A poner rostro al horror y a la atrocidad, puesto que siempre lo tienen, viene “Tejas Verdes” de Fermín Cabal que ahora presenta en el Teatro de la Estación “Aran Dramática”, espectáculo que, documentando un caso estremecedor basado en testimonios reales, nos sitúa frente a uno de los episodios más recientes de la historia universal de la infamia, la represión desencadenada en Chile a raíz del golpe de estado del general Augusto Pinochet un aciago 11 de septiembre de 1973.
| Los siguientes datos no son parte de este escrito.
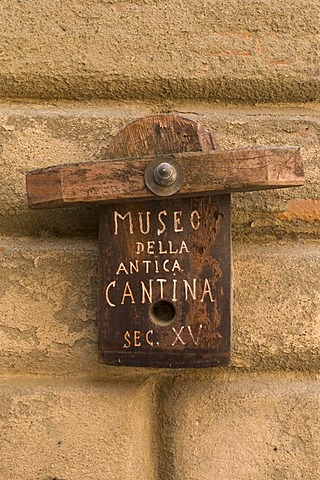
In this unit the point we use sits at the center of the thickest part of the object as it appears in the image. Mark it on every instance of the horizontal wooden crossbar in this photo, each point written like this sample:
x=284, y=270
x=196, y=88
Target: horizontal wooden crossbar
x=212, y=172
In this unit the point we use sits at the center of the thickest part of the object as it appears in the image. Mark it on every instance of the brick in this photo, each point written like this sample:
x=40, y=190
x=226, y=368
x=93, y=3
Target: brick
x=58, y=429
x=41, y=135
x=243, y=52
x=48, y=295
x=241, y=426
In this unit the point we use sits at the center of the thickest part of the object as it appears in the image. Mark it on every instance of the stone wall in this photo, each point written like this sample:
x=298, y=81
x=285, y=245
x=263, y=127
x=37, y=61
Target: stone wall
x=72, y=74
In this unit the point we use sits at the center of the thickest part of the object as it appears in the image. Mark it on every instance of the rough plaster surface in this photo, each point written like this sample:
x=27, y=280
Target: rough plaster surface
x=58, y=430
x=243, y=51
x=36, y=136
x=243, y=427
x=48, y=307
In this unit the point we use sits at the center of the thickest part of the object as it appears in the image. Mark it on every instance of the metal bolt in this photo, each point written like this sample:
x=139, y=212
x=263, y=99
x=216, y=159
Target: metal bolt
x=165, y=174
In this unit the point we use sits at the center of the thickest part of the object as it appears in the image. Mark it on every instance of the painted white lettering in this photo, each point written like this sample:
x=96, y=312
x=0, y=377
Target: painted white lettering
x=195, y=219
x=122, y=268
x=147, y=228
x=136, y=338
x=162, y=281
x=111, y=284
x=117, y=215
x=176, y=266
x=139, y=248
x=161, y=251
x=170, y=248
x=177, y=221
x=157, y=266
x=192, y=291
x=184, y=247
x=150, y=247
x=134, y=266
x=164, y=266
x=174, y=294
x=147, y=264
x=160, y=215
x=145, y=292
x=206, y=291
x=150, y=342
x=126, y=336
x=127, y=292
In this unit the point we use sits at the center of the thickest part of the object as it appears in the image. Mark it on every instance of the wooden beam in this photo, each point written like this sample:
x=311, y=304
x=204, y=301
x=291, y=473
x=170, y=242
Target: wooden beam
x=213, y=172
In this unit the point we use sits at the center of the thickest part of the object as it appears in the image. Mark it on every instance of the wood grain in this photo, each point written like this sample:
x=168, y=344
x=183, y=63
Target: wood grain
x=211, y=172
x=123, y=329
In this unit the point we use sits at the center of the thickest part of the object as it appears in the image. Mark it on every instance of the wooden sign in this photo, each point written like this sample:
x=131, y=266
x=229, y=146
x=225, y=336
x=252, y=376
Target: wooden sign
x=164, y=235
x=165, y=283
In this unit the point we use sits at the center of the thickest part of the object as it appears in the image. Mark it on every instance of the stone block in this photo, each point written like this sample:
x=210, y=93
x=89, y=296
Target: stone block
x=240, y=52
x=38, y=136
x=241, y=427
x=48, y=296
x=69, y=429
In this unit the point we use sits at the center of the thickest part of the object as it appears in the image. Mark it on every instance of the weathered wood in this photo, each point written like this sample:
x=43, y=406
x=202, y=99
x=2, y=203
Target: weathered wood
x=205, y=173
x=165, y=265
x=200, y=268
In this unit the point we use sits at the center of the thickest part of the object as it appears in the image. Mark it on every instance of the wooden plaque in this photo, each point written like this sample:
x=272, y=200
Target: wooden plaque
x=165, y=262
x=165, y=277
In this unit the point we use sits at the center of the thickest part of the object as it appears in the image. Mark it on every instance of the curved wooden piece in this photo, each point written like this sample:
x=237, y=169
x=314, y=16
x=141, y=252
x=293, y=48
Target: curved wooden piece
x=151, y=237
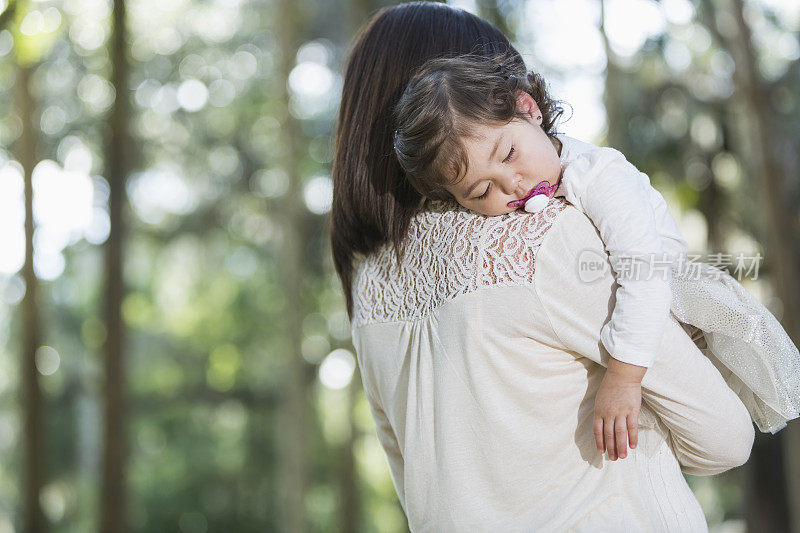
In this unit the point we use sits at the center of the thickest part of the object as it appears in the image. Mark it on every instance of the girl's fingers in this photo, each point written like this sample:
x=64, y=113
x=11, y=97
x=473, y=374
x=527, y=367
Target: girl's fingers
x=621, y=432
x=633, y=430
x=598, y=434
x=608, y=434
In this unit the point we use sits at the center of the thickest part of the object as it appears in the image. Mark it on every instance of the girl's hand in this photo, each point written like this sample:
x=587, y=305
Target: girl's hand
x=616, y=412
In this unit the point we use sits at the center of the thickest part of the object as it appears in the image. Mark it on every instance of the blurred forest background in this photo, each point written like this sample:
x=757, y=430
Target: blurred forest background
x=174, y=346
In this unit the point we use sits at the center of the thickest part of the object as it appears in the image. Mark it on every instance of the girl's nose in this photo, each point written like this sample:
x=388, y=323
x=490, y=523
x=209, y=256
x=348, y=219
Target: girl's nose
x=511, y=183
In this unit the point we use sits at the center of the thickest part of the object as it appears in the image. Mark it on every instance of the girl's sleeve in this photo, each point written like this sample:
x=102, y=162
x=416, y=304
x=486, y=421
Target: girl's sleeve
x=615, y=196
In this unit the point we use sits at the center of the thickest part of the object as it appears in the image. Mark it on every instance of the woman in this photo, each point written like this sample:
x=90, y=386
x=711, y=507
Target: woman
x=480, y=370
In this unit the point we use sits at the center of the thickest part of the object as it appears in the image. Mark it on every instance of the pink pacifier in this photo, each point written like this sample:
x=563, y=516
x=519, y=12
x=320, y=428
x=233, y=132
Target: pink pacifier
x=537, y=199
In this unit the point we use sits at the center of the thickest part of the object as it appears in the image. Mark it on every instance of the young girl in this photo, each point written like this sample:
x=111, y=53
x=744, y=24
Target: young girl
x=469, y=128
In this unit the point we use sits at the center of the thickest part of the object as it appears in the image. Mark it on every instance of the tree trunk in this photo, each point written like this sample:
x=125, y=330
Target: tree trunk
x=113, y=504
x=295, y=426
x=31, y=394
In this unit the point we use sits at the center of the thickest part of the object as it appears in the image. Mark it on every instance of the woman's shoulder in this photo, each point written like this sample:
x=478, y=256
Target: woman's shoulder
x=449, y=250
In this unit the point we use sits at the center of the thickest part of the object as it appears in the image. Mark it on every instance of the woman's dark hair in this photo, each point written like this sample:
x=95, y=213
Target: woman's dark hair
x=442, y=104
x=373, y=201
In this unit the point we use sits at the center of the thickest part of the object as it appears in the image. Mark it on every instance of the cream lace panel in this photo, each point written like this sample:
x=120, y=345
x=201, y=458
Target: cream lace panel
x=450, y=251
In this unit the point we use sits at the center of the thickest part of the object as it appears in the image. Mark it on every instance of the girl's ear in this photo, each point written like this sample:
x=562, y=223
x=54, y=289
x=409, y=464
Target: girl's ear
x=527, y=104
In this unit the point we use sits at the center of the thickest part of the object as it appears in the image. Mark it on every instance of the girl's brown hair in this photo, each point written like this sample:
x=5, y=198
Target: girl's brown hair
x=442, y=104
x=373, y=201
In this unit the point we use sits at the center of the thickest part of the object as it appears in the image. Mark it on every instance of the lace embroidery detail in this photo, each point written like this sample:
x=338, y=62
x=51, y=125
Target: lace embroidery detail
x=450, y=251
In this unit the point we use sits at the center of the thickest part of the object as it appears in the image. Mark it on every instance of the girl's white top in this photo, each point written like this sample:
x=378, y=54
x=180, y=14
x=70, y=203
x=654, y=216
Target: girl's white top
x=640, y=236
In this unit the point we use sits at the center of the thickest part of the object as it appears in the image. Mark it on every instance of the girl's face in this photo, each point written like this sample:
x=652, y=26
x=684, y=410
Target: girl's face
x=507, y=162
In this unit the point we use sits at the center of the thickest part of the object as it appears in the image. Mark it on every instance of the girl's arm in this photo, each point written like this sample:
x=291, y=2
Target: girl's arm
x=616, y=197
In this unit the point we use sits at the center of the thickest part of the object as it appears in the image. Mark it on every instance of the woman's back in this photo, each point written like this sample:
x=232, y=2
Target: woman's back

Exponente de un teatro político a la presente no demasiado usual, “Tejas Verdes” apela a la conciencia del espectador por medio de una serie de imágenes contundentes, convenientemente apoyadas por material audiovisual y sonoro, que impregnan de dramatismo la reconstrucción histórica del caso de una desaparecida, detenida, torturada y arrojada al mar desde un helicóptero por simpatizar con causas contrarias al régimen del dictador. A testimonio por persona, la intérprete, además de encarnar a la protagonista, se desdobla en la médico que, de un modo exquisitamente aséptico, asistió a su interrogatorio, contemporizando sólo en la medida en que se contemporiza con los terroristas; en la guardiana del cementerio en el que fue enterrada, represaliada por identificar un cadáver entre tantos de una pobladísima fosa común; y en la letrada que, con la legalidad en la mano, defendió –con éxito, a la vista de los resultados- al general Pinochet en la causa que instruyese no hace tanto el juez Garzón.

Trabajo interpretativo cuyo éxito radica en asumir de forma convincente a todos y cada uno de los personajes que aparecen de manera que resulten, además de creíbles, sinceros, Maria Luisa Borruel conmueve y emociona por momentos, sorteando en otros la no pequeña dificultad de comunicar argumentos tal vez no mal fundados lógicamente pero absolutamente inaceptables desde un punto de vista humano.